Oli me mira con fidelidad de Nipper, el centenario perrito de la Víctor. ¡Cuántos madrazos me habrá echado por haberla relegado al olvido! Perdón, Letterita.

Tenía polvo hasta en el puntico de la i. La quiero como el poeta colombiano el Tuerto López amaba a sus zapatos viejos. Me gustaría invitarla a bailar salsa. O gastarle algún vinillo a tono con su alicaíada aristocracia.

Saludo reverente la tecla de mi máquina que retrocede un espacio cuando la acciono. Mis respetos a la palanca que me permite mover el carro. El computador lo hace todo automáticamente. Eso explica en parte los celos de mi Olivetti, furiosa Otelo 2011.

Echaba de menos el sutil ruido de la campanita que me alerta para partir correctamente las palabras al final del renglón. Detalle que no tiene el computador, que tiene corazón de iceberg.

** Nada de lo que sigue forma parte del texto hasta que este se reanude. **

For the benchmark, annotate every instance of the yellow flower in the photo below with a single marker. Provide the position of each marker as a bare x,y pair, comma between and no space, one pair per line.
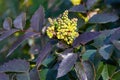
63,28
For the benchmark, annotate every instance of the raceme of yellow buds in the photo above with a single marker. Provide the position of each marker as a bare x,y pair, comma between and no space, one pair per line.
63,28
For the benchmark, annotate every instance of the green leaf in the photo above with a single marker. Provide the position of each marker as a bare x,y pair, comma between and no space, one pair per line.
34,74
103,18
87,54
106,51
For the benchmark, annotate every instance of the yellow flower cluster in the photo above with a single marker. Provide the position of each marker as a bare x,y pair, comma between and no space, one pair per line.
63,28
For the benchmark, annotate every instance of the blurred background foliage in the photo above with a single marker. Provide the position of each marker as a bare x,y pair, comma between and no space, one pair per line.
53,8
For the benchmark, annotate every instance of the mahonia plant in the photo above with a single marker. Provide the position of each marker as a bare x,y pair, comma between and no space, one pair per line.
63,28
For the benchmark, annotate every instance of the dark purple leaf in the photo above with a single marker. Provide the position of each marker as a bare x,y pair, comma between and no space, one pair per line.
85,38
106,51
34,49
66,64
103,18
115,35
20,21
3,76
116,75
116,44
103,38
44,52
16,65
34,75
20,40
6,34
78,8
90,3
7,24
85,70
37,19
80,71
23,76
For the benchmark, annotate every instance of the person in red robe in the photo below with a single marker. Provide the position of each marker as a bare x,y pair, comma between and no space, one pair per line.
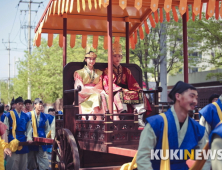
126,90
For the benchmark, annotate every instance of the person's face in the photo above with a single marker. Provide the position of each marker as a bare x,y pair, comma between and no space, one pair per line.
52,113
188,99
18,106
13,106
117,59
7,108
28,106
39,107
214,100
90,61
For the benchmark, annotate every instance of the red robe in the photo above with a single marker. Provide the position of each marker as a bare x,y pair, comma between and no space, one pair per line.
125,87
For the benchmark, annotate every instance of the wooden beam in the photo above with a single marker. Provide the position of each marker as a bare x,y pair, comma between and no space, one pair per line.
82,32
185,48
110,59
122,151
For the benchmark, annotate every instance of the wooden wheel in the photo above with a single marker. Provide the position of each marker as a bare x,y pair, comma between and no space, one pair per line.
65,155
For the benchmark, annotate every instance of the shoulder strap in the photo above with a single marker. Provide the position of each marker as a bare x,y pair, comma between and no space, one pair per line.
13,123
218,110
35,133
165,164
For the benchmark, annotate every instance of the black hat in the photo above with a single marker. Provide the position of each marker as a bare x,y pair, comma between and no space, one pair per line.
213,96
27,101
38,100
13,101
179,87
18,100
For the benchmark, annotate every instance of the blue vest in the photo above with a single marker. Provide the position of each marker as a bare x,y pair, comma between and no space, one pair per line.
21,124
218,131
50,118
3,117
40,130
194,134
209,112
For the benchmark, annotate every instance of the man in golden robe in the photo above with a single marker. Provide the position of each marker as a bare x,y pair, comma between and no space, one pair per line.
126,90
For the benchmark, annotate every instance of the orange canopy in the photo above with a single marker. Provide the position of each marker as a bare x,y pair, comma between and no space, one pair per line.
89,17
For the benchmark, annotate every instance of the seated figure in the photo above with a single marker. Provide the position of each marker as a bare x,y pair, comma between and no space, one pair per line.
92,98
126,90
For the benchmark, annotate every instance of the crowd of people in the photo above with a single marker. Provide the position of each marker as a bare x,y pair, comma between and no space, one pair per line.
21,123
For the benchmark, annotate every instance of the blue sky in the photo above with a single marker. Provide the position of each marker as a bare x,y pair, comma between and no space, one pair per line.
10,15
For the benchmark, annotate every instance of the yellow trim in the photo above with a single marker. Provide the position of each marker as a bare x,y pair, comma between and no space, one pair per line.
13,123
218,110
35,133
165,164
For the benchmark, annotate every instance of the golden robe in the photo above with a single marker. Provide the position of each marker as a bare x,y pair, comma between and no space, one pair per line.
92,98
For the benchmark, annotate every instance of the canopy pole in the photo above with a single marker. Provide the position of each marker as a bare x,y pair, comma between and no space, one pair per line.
110,60
185,48
64,41
127,42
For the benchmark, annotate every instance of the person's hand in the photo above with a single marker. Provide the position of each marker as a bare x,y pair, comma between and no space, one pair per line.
8,152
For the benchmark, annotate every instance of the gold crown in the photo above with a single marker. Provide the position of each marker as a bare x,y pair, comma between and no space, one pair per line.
91,55
117,48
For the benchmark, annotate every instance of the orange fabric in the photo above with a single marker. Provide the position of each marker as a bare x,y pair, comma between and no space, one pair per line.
84,41
141,33
220,10
175,13
135,37
183,6
78,6
152,21
193,15
38,40
187,12
83,5
105,3
146,27
168,17
117,39
217,10
138,4
61,40
206,15
156,16
50,39
100,3
161,14
154,5
167,5
95,41
196,7
95,4
105,45
211,7
72,40
59,5
132,42
200,16
90,4
123,3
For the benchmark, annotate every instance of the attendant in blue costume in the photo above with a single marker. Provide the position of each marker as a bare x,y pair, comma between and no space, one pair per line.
19,129
215,141
40,125
210,116
183,131
3,114
51,118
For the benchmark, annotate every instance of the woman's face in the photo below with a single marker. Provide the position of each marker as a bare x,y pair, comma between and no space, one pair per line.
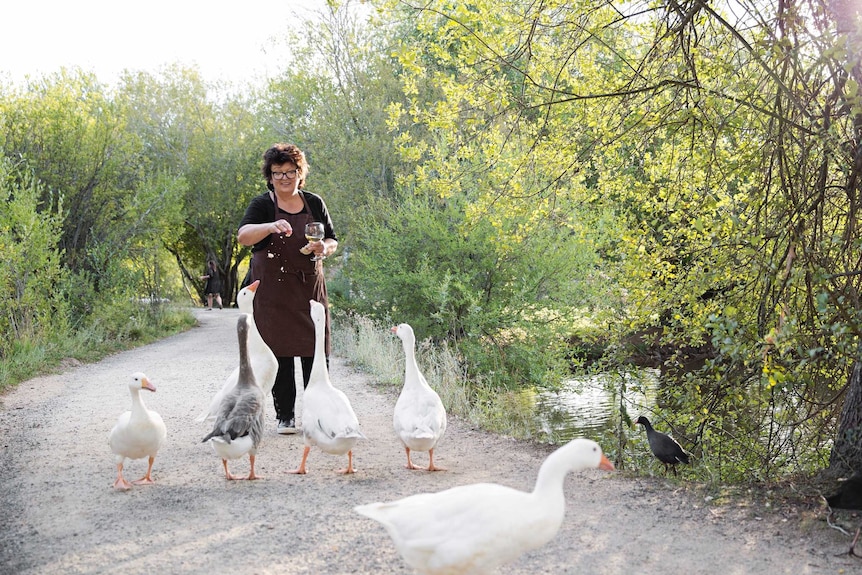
285,178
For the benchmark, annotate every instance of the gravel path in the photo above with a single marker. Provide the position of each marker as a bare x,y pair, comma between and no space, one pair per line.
59,514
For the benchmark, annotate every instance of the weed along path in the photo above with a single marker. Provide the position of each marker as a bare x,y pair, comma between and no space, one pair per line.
59,514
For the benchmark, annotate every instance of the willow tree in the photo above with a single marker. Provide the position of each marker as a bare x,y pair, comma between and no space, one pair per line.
723,140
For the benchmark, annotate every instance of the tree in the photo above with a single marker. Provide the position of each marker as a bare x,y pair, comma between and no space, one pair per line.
726,152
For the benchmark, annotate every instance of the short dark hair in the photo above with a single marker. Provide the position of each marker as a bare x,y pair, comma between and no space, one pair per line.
281,154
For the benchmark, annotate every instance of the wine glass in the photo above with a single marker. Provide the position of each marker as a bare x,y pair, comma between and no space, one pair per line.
314,233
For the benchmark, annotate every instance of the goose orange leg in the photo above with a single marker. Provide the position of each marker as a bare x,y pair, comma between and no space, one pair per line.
431,466
228,475
251,474
350,468
409,462
121,482
146,480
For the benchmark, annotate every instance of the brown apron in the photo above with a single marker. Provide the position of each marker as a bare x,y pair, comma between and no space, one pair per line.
288,280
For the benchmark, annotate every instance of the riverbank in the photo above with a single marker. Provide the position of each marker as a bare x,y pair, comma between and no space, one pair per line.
60,514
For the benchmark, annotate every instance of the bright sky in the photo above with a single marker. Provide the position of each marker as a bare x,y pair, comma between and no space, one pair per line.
232,41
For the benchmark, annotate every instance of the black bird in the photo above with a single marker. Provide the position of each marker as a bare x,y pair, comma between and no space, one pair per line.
848,496
663,446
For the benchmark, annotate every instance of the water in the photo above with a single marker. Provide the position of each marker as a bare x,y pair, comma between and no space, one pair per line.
590,405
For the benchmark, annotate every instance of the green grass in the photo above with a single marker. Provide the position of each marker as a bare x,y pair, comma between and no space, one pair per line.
32,357
370,347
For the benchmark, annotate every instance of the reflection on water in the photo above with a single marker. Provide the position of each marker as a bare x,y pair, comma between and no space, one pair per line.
591,404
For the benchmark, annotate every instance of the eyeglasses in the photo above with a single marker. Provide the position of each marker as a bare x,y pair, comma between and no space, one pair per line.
290,174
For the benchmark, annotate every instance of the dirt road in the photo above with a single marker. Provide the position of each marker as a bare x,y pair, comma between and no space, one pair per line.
59,514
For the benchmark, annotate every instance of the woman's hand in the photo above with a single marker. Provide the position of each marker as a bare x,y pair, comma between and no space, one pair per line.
281,227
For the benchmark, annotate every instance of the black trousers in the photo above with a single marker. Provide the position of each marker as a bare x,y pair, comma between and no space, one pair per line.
284,389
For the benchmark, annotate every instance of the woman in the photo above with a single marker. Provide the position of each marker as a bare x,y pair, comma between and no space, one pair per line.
213,287
274,225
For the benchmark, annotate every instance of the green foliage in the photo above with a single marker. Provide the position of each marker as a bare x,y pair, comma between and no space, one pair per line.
31,306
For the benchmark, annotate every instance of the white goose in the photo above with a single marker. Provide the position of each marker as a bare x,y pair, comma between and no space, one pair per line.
263,361
137,434
328,420
419,418
238,429
476,528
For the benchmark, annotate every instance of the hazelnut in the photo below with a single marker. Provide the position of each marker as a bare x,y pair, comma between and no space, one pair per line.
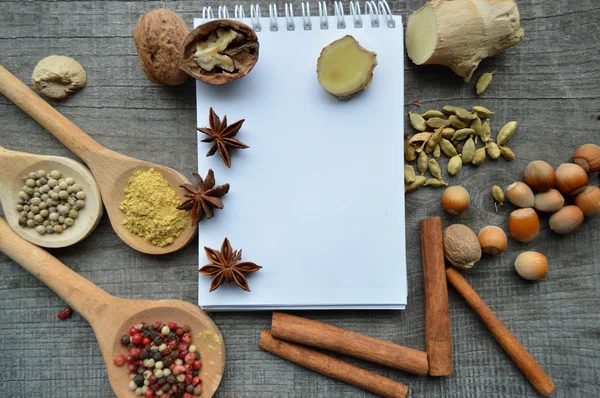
461,246
158,37
219,51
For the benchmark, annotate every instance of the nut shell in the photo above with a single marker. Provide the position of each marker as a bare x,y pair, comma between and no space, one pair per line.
158,37
566,220
531,265
243,50
461,246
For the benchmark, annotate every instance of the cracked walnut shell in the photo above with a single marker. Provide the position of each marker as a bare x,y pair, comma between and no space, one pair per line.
219,51
58,76
158,36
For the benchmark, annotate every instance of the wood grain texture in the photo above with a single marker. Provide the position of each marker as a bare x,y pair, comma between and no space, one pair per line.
549,83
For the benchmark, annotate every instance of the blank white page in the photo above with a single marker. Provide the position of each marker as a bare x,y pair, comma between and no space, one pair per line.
318,198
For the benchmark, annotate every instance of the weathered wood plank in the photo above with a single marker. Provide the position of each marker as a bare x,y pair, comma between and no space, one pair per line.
549,83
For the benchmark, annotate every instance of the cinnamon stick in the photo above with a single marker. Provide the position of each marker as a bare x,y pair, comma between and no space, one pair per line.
530,368
438,342
332,367
343,341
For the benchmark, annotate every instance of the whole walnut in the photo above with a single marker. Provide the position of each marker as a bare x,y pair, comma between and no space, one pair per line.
158,37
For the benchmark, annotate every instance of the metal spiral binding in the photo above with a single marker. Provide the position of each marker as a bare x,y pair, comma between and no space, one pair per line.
373,9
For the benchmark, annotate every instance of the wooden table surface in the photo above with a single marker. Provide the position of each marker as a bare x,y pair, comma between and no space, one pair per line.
549,83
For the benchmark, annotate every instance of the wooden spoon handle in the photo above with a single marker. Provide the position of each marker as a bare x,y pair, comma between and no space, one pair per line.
85,297
59,126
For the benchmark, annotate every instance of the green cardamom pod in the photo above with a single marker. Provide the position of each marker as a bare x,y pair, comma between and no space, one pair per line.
464,114
457,122
413,186
506,133
417,121
463,134
409,174
507,153
409,151
436,122
434,169
432,113
435,183
498,194
486,134
492,150
448,148
481,111
448,132
476,125
483,82
433,140
437,152
449,109
454,165
468,151
479,157
422,163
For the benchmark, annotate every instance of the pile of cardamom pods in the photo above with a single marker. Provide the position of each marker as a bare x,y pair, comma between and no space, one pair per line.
457,137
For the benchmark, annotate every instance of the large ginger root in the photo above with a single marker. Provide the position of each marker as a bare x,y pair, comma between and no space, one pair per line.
345,67
461,33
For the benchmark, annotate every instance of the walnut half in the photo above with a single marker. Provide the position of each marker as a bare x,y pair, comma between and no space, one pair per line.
219,51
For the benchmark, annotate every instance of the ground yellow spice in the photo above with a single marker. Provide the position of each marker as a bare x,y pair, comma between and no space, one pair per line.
150,207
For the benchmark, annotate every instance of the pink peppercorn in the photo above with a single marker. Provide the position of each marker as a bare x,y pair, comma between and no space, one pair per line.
137,338
119,360
134,353
190,358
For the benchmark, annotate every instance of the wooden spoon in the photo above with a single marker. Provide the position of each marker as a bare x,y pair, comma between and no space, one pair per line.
111,317
111,169
15,165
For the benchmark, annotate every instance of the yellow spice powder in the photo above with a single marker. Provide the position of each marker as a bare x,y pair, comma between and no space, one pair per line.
150,207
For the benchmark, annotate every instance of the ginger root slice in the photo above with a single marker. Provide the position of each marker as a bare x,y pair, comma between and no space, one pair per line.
461,33
345,67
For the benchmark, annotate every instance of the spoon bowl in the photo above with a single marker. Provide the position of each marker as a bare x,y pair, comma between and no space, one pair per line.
110,169
14,165
111,317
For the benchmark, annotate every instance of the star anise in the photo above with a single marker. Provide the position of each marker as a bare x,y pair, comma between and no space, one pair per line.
203,197
221,136
225,268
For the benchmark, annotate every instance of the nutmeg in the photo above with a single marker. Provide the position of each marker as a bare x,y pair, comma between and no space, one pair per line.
219,51
461,246
549,201
158,37
566,220
570,178
524,225
589,201
588,157
520,194
539,175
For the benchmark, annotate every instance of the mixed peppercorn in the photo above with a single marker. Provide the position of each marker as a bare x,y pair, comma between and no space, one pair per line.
162,361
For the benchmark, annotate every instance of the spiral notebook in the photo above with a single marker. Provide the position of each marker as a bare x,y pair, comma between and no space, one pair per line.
318,198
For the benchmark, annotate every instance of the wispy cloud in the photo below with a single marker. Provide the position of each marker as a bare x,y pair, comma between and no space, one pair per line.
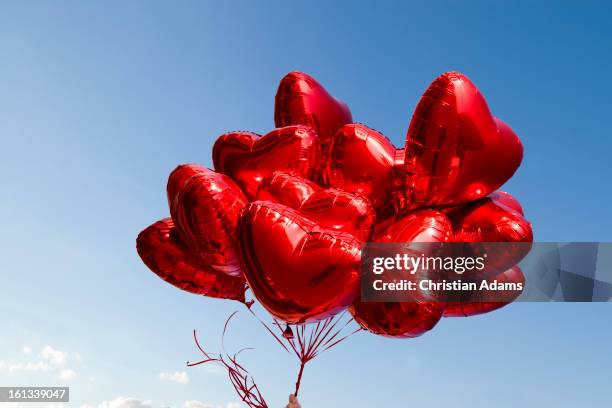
67,374
54,356
179,377
128,402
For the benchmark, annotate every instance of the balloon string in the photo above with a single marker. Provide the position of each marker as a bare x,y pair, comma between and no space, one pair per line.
242,381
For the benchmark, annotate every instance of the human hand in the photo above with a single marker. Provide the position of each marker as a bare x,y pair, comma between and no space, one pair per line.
293,403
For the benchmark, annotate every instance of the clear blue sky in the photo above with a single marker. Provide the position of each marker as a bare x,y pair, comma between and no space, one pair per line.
100,101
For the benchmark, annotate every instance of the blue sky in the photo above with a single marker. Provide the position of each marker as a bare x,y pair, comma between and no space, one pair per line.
100,101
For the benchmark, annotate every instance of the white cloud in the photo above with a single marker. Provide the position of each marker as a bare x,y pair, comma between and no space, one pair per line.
200,404
177,377
54,356
128,402
67,374
122,402
29,366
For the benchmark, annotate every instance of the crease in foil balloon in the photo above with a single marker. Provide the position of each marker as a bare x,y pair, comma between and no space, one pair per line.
301,100
362,160
479,302
456,150
249,158
321,186
282,270
332,209
206,211
162,251
406,319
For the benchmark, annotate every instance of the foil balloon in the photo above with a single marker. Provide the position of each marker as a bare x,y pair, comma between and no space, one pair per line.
492,220
413,318
484,301
205,211
361,160
419,226
162,251
506,200
179,177
301,100
299,271
397,319
331,208
456,150
248,158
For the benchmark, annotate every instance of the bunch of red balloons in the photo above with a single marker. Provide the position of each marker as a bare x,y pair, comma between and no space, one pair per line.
286,214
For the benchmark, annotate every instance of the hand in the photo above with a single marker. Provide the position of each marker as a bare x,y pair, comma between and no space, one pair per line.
293,403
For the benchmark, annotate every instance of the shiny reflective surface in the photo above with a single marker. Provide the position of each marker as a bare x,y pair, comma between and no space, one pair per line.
331,208
301,100
299,271
419,226
361,161
248,158
491,220
474,303
205,212
162,251
397,319
179,176
456,151
299,245
406,319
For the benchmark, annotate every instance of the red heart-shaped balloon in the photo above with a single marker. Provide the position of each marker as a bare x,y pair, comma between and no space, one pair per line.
179,177
493,220
456,150
361,160
331,208
301,100
406,319
397,319
299,271
484,301
162,251
205,211
248,158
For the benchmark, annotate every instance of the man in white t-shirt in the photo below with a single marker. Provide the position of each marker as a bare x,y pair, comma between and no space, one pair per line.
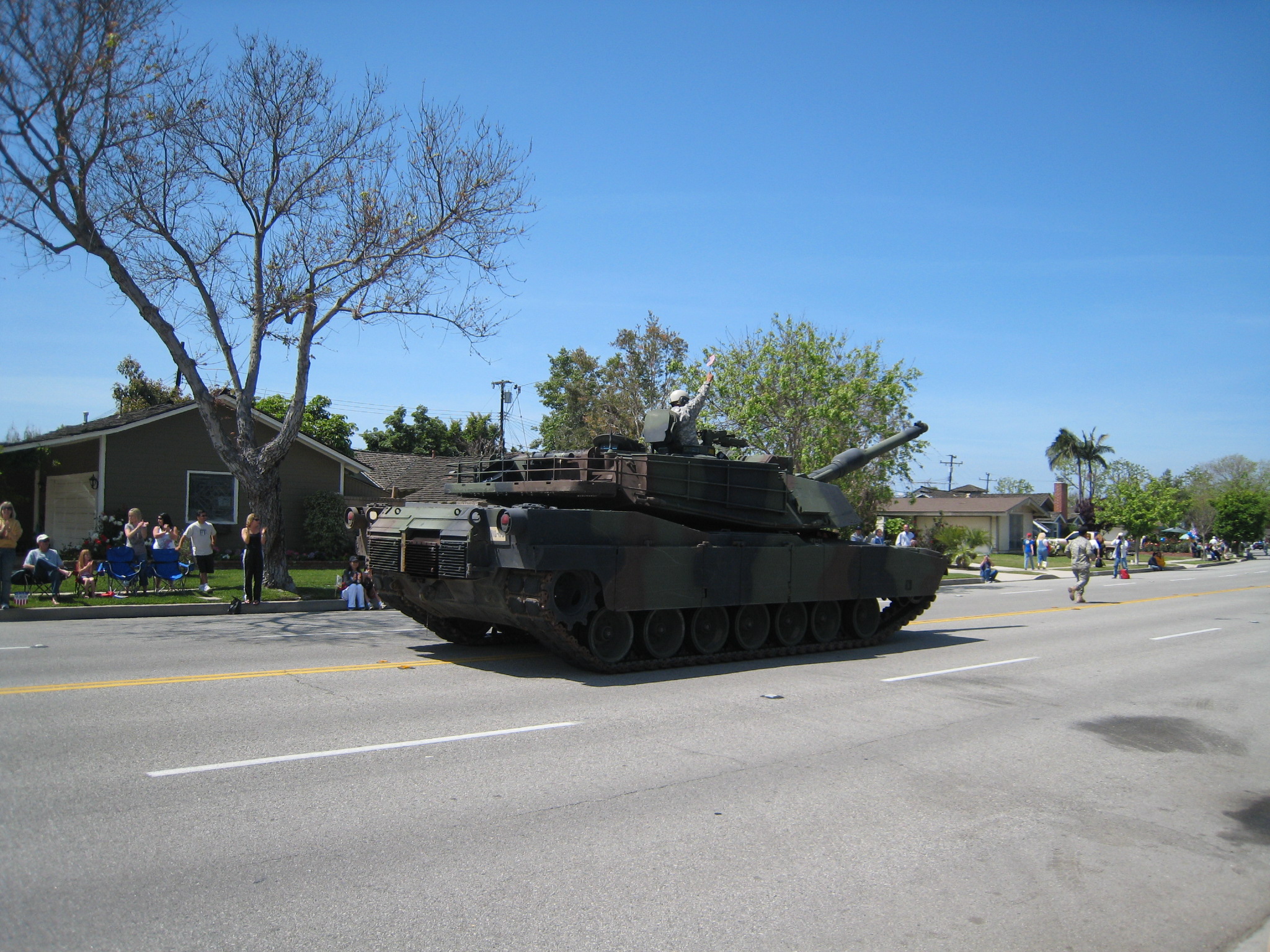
202,541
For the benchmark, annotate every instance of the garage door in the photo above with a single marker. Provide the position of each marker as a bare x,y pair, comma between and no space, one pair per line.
70,511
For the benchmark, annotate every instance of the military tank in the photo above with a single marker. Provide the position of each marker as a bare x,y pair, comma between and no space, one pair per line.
636,555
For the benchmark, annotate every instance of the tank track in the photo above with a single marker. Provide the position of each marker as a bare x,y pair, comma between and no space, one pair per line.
561,641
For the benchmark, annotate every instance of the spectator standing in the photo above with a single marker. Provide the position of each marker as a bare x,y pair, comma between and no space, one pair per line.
1030,552
1082,550
202,544
1121,552
136,534
351,588
11,531
86,571
45,564
986,571
253,559
164,534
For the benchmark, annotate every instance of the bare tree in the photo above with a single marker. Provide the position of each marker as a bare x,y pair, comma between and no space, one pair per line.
249,211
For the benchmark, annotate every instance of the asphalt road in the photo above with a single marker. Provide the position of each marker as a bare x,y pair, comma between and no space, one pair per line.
1108,788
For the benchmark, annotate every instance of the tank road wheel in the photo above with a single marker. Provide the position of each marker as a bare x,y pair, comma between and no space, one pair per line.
789,626
861,617
610,635
750,625
662,632
825,621
708,630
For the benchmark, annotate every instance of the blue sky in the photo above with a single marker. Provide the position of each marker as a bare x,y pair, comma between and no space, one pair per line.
1059,213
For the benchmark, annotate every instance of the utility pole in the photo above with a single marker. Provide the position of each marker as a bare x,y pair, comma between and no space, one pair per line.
505,398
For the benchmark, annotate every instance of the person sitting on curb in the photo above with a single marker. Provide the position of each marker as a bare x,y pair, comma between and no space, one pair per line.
46,565
351,584
986,571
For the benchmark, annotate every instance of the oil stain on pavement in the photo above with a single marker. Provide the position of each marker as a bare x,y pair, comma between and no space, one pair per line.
1162,735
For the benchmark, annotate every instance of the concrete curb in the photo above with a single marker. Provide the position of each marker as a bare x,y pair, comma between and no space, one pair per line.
178,611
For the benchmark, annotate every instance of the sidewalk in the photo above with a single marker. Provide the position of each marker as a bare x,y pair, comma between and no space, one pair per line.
177,611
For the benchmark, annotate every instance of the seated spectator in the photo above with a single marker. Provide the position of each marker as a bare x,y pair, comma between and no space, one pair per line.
86,571
351,584
46,565
986,571
164,534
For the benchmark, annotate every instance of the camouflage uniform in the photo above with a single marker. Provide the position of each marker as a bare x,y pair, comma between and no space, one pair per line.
686,419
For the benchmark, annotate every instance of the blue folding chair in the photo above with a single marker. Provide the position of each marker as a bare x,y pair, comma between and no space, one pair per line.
167,566
121,566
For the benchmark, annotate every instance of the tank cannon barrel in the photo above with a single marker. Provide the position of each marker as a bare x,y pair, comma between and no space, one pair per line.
855,459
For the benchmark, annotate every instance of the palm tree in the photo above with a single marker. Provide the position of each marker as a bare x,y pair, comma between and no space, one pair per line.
1064,452
1094,451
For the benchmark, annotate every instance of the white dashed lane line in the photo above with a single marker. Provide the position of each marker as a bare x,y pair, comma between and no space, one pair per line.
368,749
951,671
1183,633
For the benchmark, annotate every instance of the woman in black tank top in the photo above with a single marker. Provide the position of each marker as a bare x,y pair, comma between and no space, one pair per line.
253,560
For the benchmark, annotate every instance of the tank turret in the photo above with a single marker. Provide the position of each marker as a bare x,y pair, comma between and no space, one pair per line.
760,491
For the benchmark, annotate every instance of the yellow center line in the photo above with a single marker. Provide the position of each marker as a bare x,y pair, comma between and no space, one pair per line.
1089,604
283,672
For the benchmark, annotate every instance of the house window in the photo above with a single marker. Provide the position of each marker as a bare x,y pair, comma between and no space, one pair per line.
216,493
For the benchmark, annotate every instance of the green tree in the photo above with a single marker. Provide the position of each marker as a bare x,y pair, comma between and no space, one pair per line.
1207,482
140,391
571,394
1010,484
1140,501
794,390
425,434
334,431
326,532
1241,514
586,395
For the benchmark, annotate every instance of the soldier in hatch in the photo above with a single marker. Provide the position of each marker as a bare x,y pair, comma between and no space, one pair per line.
686,410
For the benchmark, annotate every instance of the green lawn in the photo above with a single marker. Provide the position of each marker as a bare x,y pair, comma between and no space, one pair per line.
226,584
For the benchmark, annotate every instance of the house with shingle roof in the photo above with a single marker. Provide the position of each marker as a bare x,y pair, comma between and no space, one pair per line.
1008,518
162,460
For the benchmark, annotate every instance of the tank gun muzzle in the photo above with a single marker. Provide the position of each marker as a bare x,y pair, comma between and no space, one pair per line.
855,459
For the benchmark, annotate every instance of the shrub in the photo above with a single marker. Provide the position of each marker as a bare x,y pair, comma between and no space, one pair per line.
326,532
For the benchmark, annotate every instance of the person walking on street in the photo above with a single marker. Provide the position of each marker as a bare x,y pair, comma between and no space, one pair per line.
11,531
202,542
1082,551
1030,553
253,559
1121,552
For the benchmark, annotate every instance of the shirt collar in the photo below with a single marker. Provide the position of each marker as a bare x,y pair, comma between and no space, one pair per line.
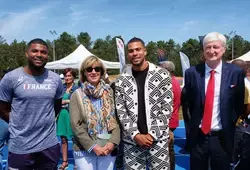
218,69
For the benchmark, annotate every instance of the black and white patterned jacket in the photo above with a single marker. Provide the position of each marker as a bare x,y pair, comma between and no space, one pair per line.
158,102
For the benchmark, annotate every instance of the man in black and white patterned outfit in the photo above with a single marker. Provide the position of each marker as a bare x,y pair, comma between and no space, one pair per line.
144,106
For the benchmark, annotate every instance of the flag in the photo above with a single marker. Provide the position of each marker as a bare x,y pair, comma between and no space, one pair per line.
121,53
185,64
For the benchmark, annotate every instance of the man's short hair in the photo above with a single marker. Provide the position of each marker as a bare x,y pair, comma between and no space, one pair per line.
169,65
37,41
135,39
214,36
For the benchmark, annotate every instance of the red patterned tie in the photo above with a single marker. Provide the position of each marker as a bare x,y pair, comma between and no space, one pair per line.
209,103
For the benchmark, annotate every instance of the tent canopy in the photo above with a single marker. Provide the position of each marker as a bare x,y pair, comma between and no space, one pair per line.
75,59
245,57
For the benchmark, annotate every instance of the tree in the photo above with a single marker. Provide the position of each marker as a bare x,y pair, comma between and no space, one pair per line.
241,47
84,39
192,49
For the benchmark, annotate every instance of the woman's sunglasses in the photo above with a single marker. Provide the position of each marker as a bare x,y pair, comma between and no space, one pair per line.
90,69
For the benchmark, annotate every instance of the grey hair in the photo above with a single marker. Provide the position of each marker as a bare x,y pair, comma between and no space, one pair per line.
169,65
214,36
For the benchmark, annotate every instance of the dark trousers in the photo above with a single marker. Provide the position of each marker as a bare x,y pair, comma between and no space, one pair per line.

Una delicia, mi cachivache. Jamás borró ningún archivo. Le perdono que no tenga tecla para borrar cuando meto mal el dedo. Nos perdonamos las pilatunas como dos nuevos amantes.

Nada de escribir en verdana, mi preferida. El tipo y el tamaño de letra de mi Olivetti tampoco cambian jamás. Básicamente, la distribución de su teclado es el mismo que en el computador.

No sólo en la vida, también en la máquina de escribir, están mal repartidas las cargas. Les toca camellar más a los dedos índices. Los pulgares son los zánganos del teclado. Cosas de la dedocracia.

Esto no es válido para quienes escribimos con todos los dedos. Nada de chuzografía.

Jorge Eliécer, el tío que me financió las primeras cervezas y las novias iniciales, me enseñó desde el principio a utilizar todos los dedos.

En mínima reciprocidad, cuando murió, en Silvania, Cundinamarca, dormí en su casa, con su cadáver al lado. Lo despedimos con ruidosas exequias. Después enviamos por avión sus cenizas a Medellín. Arriando first class. No alcanzó la quincena para remitirlas en primera.

Envíe a los suyos una crónica de lo sucedido. La nota, claro, la redacté en esta máquina. Jorge era la versión criolla del tío Alberto, de Serrat.

Mi Olivetti se estremece un poco con la historia del tío que acabo de contar. Me dice desde su “silencio mudo” de metal: “¿Por qué no te callas, &%$#?”.

Mientras escribo, miro las teclas que se disparan contra el papel y regresan a su base, cual bumeranes.

He pasado un nostálgico rato tecleando en este hermoso y dinámico aparato, de color azul verdoso que desafía mi daltonismo. Me acompaña desde hace 40 años. Es un regalo de mi novia-abuela. Me ha ayudado a levantar pa los garbanzos. Y uno que otro poema para el olvido.

Con asombro descubro que en el árbol genealógico de toda máquina de escribir hay una bala perdida. Lo digo porque Remington, su primer fabricante en 1874, inicialmente fabricó armas.

Este Gutenberg gringo se dejó seducir por el pacifismo de la máquina de escribir. Lo suyo es como pasar del ateísmo a todos los dioses. Fue el último romántico. Paz sobre sus teclas.

Termino el ritual sacando la hoja del rodillo. Me recompensa con su melodía apacible. Mi Olivetti conserva su sinfonía de siempre, la que me regala a medida que tecleo. Me hace sentir como si estuviera tocando piano, cual imposible Chopin de pacotilla.

Gracias, Oli. Regresa a tu bien ganado silencio de cartuja. Con tu venia me paso al computador para levantar el texto, editar, contar palabras y enviar al periódico. Un beso en tu punto G.